Dependency theory grew in popularity as a number of these prominent and politically powerful economists took on its ideas. Prebisch – an Argentine economist who had been the director of the National Bank before taking over as chairman of the Economic Commision for Latin America in 1948 – took the idea of dependency to the ECLA and led the analysis of Latin American economic performance, concentrating on a number of factors that had combined to produce poor economic growth. It looked at a number of factors that had contributed to the situation, including the volatility of primary products; declining terms of trade; low income elasticity for agricultural products; the fact that most technology was controlled by 'core' countries and the lack of 'added value' in primary products.
They noted also the positive correlation between interruption of normal trade patterns with the 'core' countries, and strong internal growth in Latin American economies; and looking at how the economy was shaped by power and politics. The conclusion was that the free market had failed to achieve sustainable development in Latin America.
The alternative to the free market was the development of import substitution industrialisation. It sought to develop industries in a protected environment, producing substitutes for technological imports and added value manufactured products. This would expand the local economy and feed into the development process, creating an expanding domestic market for finished goods.
While industries were in their first stages, they could be nurtured by an active state that would bring in capital and investment for technology, encouraging capital investment by multinational companies (MNCs) in structurally important industries such as telecommunications, that would provide necessary technological hardware and know-how, while improving infrastructure for further industrial development. For instance, foreign ownership in Brazil's industrial sector exceeded 50 per cent by 1970. Further, the sector could be developed through state-owned industries (SOEs), whose profits would feed back into the state that had supported their development.
Key to import substitution industrialisation was the idea of industrial linkages, both forwards and backwards.

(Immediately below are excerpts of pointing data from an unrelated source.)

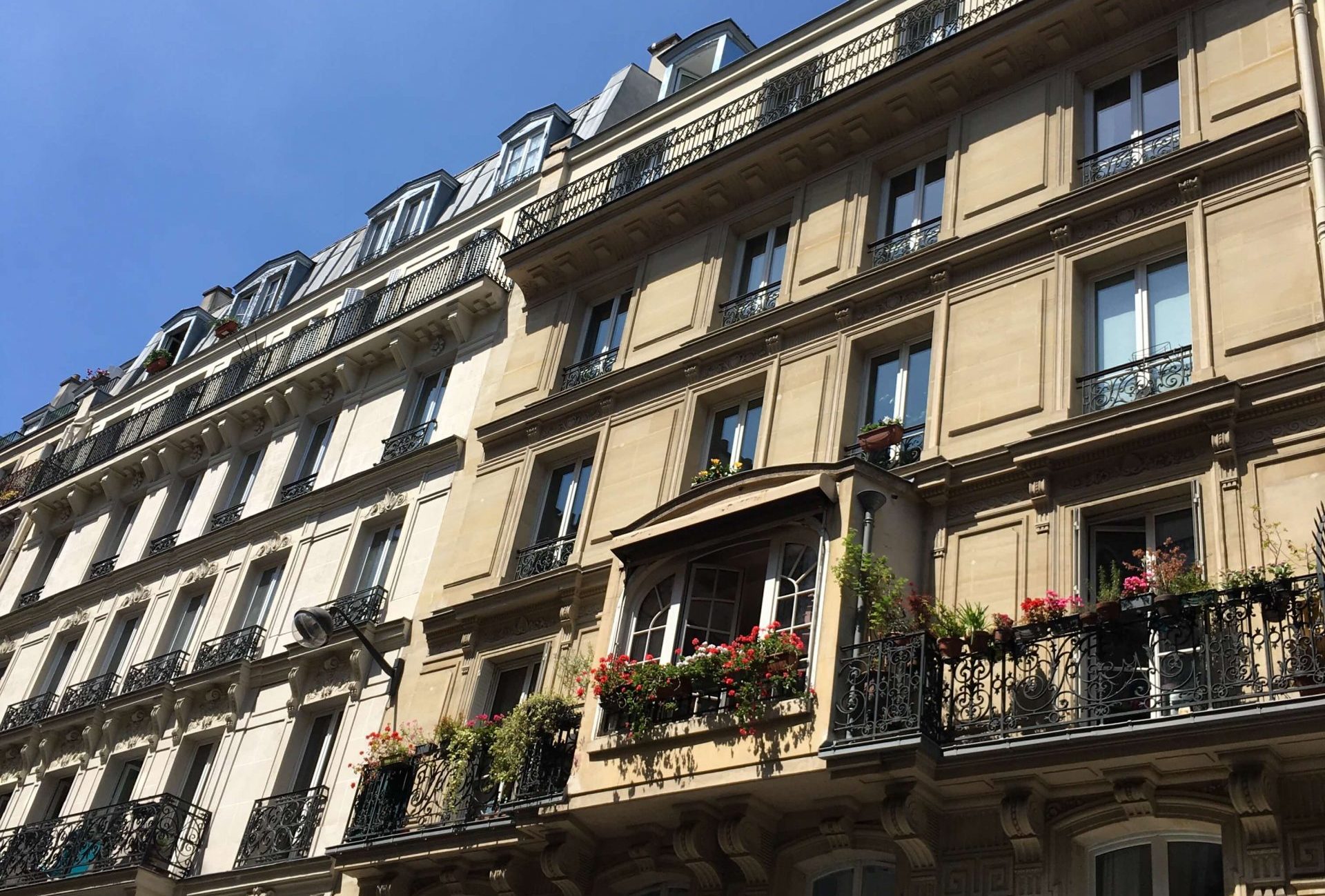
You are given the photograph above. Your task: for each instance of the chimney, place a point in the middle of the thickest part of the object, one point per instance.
(216, 298)
(656, 49)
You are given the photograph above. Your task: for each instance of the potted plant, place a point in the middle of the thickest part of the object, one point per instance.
(226, 327)
(880, 435)
(976, 628)
(158, 360)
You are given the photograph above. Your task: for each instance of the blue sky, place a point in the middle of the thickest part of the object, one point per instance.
(154, 148)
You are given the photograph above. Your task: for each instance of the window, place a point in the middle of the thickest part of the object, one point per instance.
(565, 501)
(864, 879)
(913, 211)
(1139, 330)
(262, 597)
(734, 433)
(1159, 866)
(512, 686)
(899, 387)
(377, 557)
(1132, 121)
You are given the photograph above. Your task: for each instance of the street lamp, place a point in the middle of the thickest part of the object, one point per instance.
(313, 626)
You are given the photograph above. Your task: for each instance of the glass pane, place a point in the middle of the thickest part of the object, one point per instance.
(1170, 306)
(1124, 873)
(1115, 322)
(901, 203)
(883, 388)
(917, 386)
(750, 433)
(1159, 96)
(1195, 870)
(1113, 114)
(724, 436)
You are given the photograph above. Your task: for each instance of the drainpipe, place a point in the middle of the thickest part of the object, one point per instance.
(1307, 74)
(870, 504)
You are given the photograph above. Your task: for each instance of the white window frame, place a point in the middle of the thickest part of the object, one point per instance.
(1140, 272)
(1159, 855)
(1135, 98)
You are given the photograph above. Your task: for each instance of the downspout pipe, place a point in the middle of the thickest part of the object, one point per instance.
(1309, 79)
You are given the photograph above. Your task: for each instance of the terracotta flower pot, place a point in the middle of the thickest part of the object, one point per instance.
(878, 439)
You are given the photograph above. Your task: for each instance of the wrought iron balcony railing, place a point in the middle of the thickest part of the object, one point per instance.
(1126, 157)
(750, 305)
(894, 456)
(228, 517)
(1219, 651)
(159, 670)
(298, 488)
(544, 556)
(30, 711)
(164, 543)
(161, 833)
(406, 442)
(422, 793)
(92, 693)
(904, 243)
(102, 567)
(361, 608)
(282, 828)
(589, 370)
(230, 648)
(1139, 379)
(479, 259)
(901, 37)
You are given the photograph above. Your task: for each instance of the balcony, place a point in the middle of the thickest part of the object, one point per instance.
(422, 793)
(297, 488)
(589, 370)
(777, 99)
(894, 456)
(361, 608)
(1140, 379)
(159, 670)
(473, 273)
(30, 711)
(228, 517)
(92, 693)
(904, 243)
(1222, 651)
(162, 543)
(1126, 157)
(750, 305)
(230, 649)
(282, 829)
(164, 834)
(406, 442)
(102, 567)
(544, 556)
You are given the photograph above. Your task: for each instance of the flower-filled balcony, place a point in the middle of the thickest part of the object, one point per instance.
(463, 773)
(164, 834)
(1128, 662)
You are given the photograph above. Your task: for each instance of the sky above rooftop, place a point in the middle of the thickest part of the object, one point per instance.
(159, 147)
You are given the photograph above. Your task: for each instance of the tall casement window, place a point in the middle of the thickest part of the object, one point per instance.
(1130, 121)
(716, 596)
(912, 211)
(558, 519)
(758, 277)
(897, 388)
(1139, 334)
(1159, 866)
(734, 435)
(864, 879)
(605, 326)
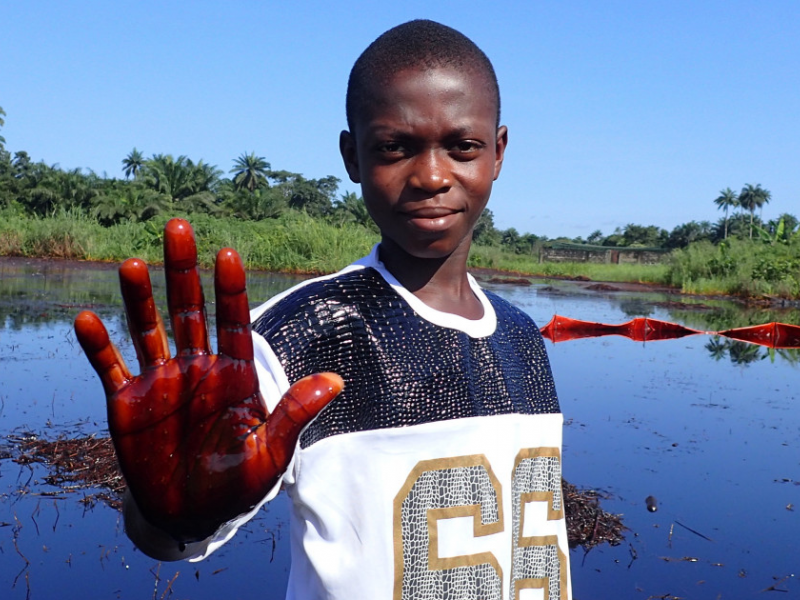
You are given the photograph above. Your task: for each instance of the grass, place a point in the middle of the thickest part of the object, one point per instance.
(293, 244)
(297, 243)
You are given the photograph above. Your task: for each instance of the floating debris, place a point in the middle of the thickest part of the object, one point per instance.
(74, 464)
(588, 525)
(89, 463)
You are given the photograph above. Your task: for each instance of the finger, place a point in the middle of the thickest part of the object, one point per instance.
(184, 292)
(298, 406)
(102, 354)
(145, 324)
(233, 312)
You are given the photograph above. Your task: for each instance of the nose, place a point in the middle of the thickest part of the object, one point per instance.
(431, 173)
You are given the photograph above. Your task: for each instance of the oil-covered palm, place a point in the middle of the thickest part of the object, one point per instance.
(194, 441)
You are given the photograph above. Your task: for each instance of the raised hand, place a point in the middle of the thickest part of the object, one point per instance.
(192, 435)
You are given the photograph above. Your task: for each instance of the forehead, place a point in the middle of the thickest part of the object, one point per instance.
(446, 92)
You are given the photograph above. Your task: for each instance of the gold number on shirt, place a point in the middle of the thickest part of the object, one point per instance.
(537, 561)
(441, 489)
(466, 486)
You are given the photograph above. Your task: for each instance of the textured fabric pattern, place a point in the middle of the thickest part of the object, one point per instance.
(537, 559)
(399, 369)
(444, 489)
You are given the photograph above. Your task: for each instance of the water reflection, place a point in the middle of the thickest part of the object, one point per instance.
(742, 353)
(707, 426)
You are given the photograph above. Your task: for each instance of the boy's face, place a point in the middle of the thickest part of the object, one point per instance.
(426, 150)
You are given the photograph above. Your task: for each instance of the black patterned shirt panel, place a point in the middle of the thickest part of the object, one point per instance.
(400, 369)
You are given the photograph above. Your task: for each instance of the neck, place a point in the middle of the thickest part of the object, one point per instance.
(441, 283)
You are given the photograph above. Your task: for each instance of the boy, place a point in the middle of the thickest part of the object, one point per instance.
(448, 410)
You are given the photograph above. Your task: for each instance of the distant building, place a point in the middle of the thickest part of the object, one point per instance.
(566, 252)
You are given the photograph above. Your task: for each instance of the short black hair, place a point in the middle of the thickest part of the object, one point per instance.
(419, 43)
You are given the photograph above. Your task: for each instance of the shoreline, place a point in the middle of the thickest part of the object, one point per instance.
(482, 274)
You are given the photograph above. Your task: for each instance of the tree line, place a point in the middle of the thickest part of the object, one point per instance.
(253, 190)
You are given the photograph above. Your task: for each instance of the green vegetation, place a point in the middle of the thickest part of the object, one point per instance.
(283, 221)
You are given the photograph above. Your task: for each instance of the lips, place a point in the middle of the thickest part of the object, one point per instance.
(431, 212)
(434, 219)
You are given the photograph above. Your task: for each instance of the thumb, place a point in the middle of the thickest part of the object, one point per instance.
(303, 401)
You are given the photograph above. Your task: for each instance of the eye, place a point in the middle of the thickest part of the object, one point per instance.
(391, 148)
(467, 148)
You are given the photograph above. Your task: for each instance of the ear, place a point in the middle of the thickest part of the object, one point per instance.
(347, 147)
(500, 149)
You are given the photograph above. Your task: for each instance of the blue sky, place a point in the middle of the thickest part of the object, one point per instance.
(618, 112)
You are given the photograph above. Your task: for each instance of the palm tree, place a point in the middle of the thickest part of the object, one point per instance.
(727, 199)
(2, 122)
(133, 163)
(250, 171)
(752, 197)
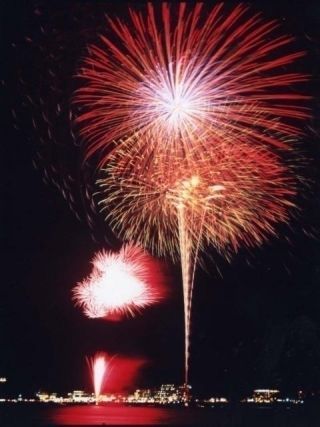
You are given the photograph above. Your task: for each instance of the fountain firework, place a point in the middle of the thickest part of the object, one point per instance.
(231, 196)
(195, 74)
(120, 283)
(98, 365)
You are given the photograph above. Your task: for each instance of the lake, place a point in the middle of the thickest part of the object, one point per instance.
(22, 415)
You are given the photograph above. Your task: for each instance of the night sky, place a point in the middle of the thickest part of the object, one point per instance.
(256, 326)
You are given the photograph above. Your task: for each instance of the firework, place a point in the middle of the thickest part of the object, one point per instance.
(120, 283)
(229, 197)
(98, 365)
(190, 75)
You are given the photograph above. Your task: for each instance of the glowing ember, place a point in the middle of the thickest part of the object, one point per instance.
(120, 283)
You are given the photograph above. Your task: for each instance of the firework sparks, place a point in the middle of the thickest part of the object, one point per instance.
(231, 196)
(98, 365)
(120, 284)
(192, 76)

These were seen as crucial to maximise the development process – not only would the protected industry benefit from protection and support, but also its suppliers, transporters and finishers. Externalities are more important in industry than other sectors and this was seen as a great benefit. A classic example of industrial linkages is the development of the car industries in Mexico, Argentina and Brazil under import substitution industrialisation, where component manufacturers and suppliers of rubber, steel and glass benefited. In Argentina, the car industry and its linkages account for 22 per cent of employment.

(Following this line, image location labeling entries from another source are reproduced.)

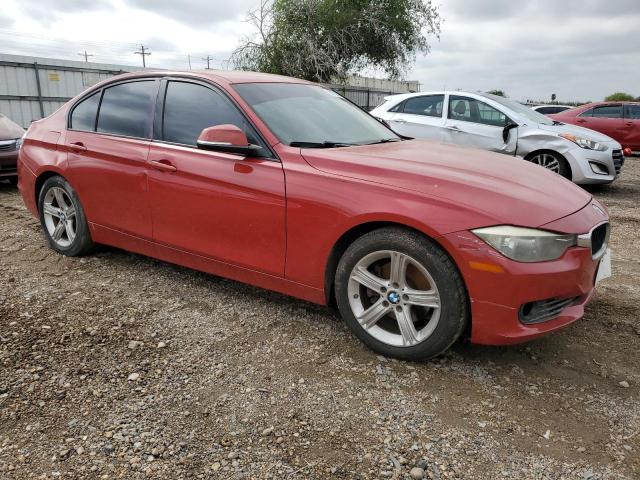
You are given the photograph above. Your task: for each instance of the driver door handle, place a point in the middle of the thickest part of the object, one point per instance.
(77, 147)
(163, 165)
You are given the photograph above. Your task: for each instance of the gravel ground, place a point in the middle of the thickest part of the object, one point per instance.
(120, 366)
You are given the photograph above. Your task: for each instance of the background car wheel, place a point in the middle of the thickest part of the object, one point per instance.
(551, 161)
(62, 218)
(401, 294)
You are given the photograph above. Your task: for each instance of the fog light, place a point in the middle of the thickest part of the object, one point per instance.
(598, 168)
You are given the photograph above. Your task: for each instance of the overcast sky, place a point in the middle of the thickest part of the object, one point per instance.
(578, 49)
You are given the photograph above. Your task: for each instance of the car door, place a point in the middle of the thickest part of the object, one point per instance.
(607, 119)
(108, 140)
(632, 126)
(222, 206)
(473, 123)
(419, 117)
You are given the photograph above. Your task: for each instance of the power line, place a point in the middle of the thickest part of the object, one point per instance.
(208, 60)
(85, 55)
(144, 52)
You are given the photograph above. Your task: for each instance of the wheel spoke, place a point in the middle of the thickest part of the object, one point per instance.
(422, 298)
(70, 212)
(368, 279)
(407, 328)
(51, 210)
(58, 231)
(60, 198)
(375, 312)
(398, 268)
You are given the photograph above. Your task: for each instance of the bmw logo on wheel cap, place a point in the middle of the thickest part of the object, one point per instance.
(393, 297)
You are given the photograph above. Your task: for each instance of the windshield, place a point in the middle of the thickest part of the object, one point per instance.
(312, 116)
(523, 110)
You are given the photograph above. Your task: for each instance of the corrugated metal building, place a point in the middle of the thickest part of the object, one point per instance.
(32, 88)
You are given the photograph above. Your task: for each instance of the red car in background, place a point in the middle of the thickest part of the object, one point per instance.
(286, 185)
(618, 120)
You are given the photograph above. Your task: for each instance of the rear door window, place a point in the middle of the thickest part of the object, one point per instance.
(126, 109)
(428, 105)
(604, 111)
(190, 108)
(84, 114)
(472, 110)
(632, 112)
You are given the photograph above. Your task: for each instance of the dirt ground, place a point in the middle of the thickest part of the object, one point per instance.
(120, 366)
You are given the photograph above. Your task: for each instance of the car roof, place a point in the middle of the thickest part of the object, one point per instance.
(218, 76)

In addition, import substitution industrialisation could not succeed without influence on the market by the state; popular support was therefore required not only to assure the wealthy elite with international links that the strategy would benefit them, but also the poor and working class, to ensure their cooperation. Latin American import substitution industrialisation therefore had a strong political element, with a tendency for the more inward-looking economies to have strong populist leaders such as Juan Peron in Argentina and Getulio Vargas in Brazil, who could mobilise support of the labour force and industrial elites to take on the changing policy.